Kemudian pemanggang roti tiba-tiba memutuskan cukup dan tuas muncul. Panasnya mati. Dan Deriel tiba-tiba menyentakkan kami berdua, kami berdua terengah-engah. Mengangkat telapak tangan kami ke atas, dia melihat ke bawah, mempelajari bekas yang cocok. "Kami sama," bisiknya, membawa tanganku ke mulutnya dan mencium luka bakar.

Deriel lembut.

Kemudian kesadaran menghantamku, begitu keras, dia pasti merasakan tubuhku tersentak. Dia mengembalikan matanya yang berapi-api ke mataku, seolah-olah dia mendengar bom itu jatuh ke otakku.
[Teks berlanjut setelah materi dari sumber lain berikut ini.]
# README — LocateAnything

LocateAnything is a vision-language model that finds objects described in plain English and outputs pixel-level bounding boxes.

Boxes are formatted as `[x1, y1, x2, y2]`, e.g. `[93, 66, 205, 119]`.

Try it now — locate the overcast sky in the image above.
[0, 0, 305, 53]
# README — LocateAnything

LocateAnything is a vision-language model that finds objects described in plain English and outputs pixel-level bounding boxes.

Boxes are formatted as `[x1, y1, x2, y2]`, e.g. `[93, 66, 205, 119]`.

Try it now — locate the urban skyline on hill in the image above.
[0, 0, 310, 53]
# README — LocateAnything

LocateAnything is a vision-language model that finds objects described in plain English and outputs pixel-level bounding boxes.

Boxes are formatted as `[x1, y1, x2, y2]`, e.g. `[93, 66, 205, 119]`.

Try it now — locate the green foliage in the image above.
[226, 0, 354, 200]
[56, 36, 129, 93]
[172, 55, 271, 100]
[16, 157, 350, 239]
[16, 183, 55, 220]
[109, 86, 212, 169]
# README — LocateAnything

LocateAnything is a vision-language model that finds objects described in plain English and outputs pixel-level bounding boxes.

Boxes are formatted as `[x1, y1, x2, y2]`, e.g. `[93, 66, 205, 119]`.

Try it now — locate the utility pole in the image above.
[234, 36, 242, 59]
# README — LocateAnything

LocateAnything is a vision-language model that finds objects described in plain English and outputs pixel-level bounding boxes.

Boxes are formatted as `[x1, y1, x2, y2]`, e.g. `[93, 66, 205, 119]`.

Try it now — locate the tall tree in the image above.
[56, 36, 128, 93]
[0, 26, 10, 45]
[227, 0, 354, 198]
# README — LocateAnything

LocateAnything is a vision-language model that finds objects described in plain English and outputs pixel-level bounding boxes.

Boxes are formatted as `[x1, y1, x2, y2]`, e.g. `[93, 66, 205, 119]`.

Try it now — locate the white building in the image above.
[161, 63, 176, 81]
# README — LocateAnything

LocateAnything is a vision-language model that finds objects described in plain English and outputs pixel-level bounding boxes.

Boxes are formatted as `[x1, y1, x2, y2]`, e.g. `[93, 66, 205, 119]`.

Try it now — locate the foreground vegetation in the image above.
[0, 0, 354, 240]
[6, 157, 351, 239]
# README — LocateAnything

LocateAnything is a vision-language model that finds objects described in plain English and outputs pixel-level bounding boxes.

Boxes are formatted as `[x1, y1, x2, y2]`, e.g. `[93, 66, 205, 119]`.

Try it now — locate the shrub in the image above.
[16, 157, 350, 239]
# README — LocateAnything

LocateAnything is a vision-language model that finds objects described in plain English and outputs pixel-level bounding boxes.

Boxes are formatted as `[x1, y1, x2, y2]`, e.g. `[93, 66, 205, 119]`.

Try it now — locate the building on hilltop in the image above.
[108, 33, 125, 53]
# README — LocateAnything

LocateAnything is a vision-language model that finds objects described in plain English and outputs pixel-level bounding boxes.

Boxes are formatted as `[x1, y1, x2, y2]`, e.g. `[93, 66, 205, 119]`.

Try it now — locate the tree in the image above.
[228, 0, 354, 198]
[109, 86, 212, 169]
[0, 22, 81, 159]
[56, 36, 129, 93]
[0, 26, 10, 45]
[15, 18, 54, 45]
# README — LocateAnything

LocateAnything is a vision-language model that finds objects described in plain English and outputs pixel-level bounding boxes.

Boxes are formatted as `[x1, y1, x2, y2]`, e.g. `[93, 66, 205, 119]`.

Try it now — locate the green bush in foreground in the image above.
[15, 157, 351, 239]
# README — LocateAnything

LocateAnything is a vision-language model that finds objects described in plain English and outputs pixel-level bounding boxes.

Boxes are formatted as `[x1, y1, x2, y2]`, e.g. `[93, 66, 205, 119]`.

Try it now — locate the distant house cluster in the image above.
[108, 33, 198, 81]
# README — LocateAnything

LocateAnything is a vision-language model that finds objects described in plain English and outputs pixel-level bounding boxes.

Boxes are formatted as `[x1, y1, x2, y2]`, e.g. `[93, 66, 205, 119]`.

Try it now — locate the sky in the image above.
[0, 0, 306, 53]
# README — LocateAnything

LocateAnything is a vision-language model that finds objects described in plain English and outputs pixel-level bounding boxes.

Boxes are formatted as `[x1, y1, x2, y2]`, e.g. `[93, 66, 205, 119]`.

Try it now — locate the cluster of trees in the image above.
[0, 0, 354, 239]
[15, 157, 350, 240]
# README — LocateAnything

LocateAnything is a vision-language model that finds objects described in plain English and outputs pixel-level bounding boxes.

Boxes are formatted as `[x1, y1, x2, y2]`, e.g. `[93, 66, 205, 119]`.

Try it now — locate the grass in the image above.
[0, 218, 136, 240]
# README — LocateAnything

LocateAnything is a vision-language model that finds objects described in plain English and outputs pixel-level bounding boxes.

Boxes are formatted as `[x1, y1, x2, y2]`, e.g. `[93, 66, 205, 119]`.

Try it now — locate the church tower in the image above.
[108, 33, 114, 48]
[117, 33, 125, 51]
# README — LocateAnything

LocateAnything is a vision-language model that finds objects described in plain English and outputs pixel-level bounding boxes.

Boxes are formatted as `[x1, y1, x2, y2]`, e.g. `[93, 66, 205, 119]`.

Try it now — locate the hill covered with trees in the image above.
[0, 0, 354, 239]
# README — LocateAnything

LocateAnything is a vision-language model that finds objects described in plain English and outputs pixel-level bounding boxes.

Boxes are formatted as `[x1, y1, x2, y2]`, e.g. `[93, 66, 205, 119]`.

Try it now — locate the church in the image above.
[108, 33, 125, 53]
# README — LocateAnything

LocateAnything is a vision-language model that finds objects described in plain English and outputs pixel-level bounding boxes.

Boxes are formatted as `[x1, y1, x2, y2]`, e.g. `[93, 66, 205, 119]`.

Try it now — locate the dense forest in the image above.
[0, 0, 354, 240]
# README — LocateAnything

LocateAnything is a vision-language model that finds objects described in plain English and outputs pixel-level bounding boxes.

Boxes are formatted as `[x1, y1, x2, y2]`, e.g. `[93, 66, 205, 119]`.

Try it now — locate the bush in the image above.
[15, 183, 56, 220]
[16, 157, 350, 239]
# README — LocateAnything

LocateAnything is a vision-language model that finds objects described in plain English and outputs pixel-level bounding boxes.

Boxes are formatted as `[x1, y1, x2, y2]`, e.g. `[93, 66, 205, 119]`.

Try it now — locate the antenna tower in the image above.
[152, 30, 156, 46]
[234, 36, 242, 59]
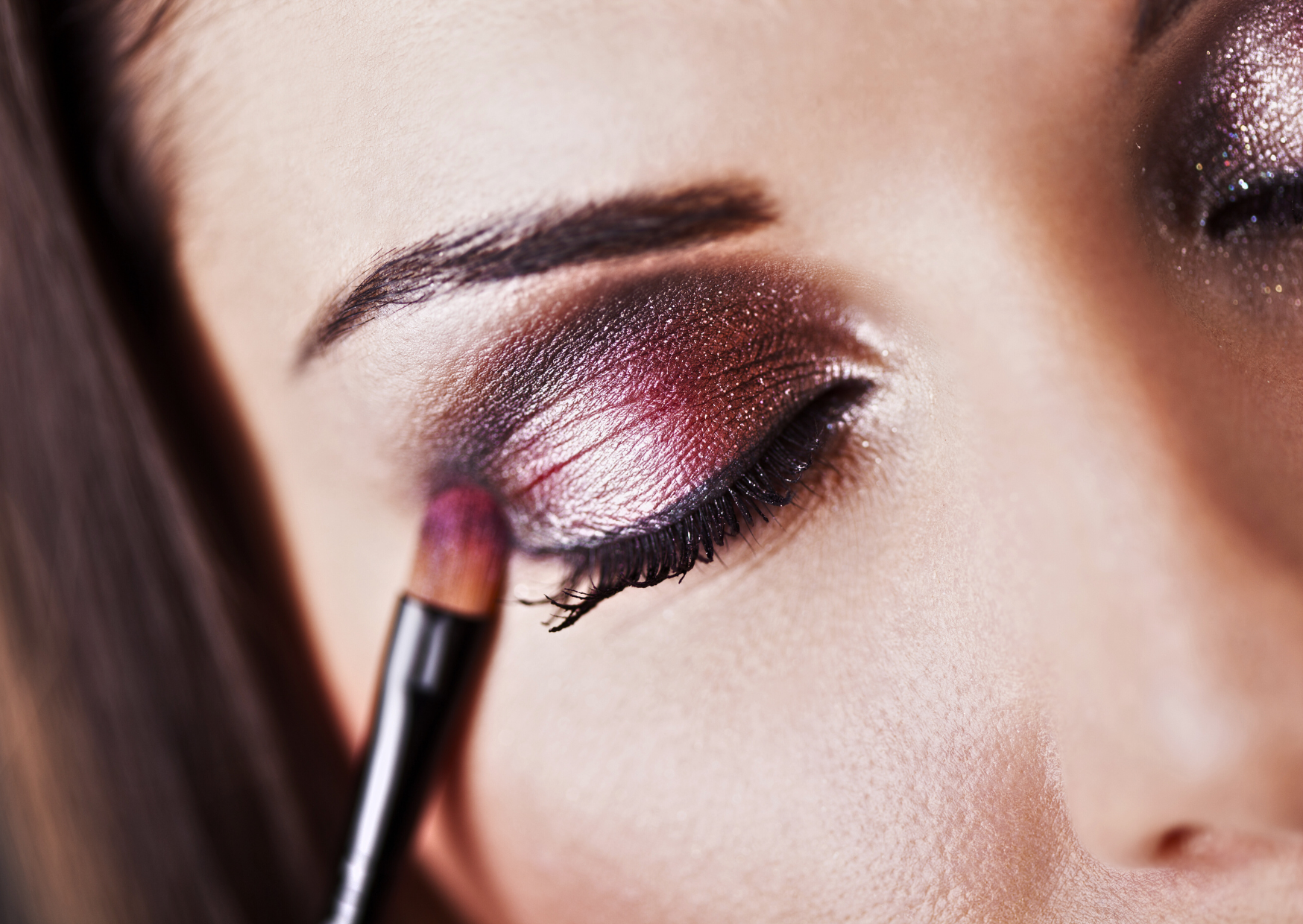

Aku mengingatkannya pada seseorang.

Dia?

Itu tidak bertambah. Dia putra Carlo Bryan. Kaya, berkuasa, ditakuti. Mataku tertuju pada bekas luka di pipinya. Tampaknya bersinar padaku sekarang, menyoroti kehadirannya dan mengaduk-aduk segudang pertanyaan dalam pikiranku yang kusut.

"Ayo kita perbaiki." Dia menerobos ke dalam pikiranku, memotong pertanyaan sebelum aku bisa bertanya, dan sesuatu memberitahuku itu taktis. Aku dalam keadaan kesurupan, tidak bergerak, dilumpuhkan oleh rasa ingin tahu. Aku melepaskannya begitu kakiku tidak menahanku lagi di tanah. Dia mengangkatku dan mendudukkanku di meja di samping wastafel, menyalakan keran. Kemudian dia mengambil kedua tangan kami yang terbakar di bawah aliran air yang dingin bersama-sama, membalikkannya ke dalam air. Aku menatap mereka, kulitnya bersebelahan dengan kulitku, dengan warna kecokelatan yang sama. Tangannya yang jantan dan tangan mungilku. "Apakah kamu tidur dengan nyenyak?" dia bertanya, tidak melihat ke arahku.